After reading the report in the Watford Observer of how the Herts Valley Clinical Commissioning Group intends to chop £8.5million from social care, I find this quite despicable.

Once again care in the community becomes an easy target for cuts which is so shameful and unfair to folk who are elderly, patients with a continuing condition, and palliative care to end of life patients.

I take particular dislike to Dr Nicolas Small’s, chairman of Herts Valley CCG, comments of ‘NHS England has been very clear with us about the need to review all lines of expenditure and one of the areas of scrutiny must be expenditure that is discretionary and not core health spending.’

I find Dr Small’s comments so disregarding and giving no attention or respect to the dying, the elderly, and the sick who will be placed into social care.

READ MORE: A&E waiting times 'likely to increase' after £8.5m cuts to care budget

So therefore Dr Small’s discretionary judgement means he would sooner chop £8.5million of funding to social care rather than core health spending.

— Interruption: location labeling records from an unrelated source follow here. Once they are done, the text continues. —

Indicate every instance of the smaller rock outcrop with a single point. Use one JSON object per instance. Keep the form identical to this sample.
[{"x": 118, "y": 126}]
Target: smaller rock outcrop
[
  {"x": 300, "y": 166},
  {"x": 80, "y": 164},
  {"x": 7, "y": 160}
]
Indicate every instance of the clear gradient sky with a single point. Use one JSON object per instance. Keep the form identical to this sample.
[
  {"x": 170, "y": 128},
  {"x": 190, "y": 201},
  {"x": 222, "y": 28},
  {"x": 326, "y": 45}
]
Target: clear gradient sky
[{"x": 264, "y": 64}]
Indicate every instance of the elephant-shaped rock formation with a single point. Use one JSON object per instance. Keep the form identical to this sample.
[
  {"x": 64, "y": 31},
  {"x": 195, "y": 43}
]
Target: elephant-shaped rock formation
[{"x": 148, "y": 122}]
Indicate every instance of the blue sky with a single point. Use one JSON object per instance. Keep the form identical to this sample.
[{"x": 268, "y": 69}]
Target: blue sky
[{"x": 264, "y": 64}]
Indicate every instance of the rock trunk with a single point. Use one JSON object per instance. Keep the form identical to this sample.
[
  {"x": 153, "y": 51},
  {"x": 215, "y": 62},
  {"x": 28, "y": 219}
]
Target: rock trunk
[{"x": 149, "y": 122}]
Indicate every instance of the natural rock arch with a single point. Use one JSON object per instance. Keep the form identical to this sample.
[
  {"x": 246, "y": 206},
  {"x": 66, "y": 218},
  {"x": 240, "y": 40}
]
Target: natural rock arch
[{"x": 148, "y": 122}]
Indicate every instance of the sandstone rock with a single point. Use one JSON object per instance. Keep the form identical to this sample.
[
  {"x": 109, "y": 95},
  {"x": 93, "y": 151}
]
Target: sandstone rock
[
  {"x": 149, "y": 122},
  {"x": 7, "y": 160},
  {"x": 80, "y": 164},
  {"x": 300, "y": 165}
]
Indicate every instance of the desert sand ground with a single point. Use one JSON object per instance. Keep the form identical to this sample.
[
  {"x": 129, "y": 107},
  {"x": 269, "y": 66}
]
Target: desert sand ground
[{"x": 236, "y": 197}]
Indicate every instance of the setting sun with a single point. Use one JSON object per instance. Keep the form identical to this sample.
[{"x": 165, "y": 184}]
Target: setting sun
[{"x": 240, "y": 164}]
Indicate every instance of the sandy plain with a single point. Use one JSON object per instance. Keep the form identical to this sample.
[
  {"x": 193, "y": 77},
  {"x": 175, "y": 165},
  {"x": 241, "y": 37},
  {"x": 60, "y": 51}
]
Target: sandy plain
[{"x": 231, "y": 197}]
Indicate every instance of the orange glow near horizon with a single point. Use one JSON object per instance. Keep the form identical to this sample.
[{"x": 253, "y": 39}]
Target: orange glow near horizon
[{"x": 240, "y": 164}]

Why has Dr Small and his CCG made this decision that not only affects social care, which is already an almighty problem, but will then place more pressure on GP surgeries to take up the slack, and then increase waiting times in A&E departments?

Surely and simply then because of cuts to social care we then have a situation where patients who are in hospital and all ready to be discharged and placed into social care can’t because of underfunding.

These cuts to social care will also have an impact on staffing to care in the community which will mean job losses.

Andrew Lansley’s reforms of the NHS forced through at a cost of £1.4billion against widespread opposition from frontline staff four years ago has now come back to bite the Tories/Lib Dem coalition government of 2014.

So therefore this is why we will see in the future more cuts to social care, dozens of accident and emergency departments, maternity units and local hospitals closed or downgraded, hospital palliative care wards will close under NHS plans.

Thousands of beds will be cut and treatments such as heart surgery and cancer care will be centralised across most of the country which then means patients will be travelling endless miles to receive in some cases life-saving treatment such as end of life palliative care.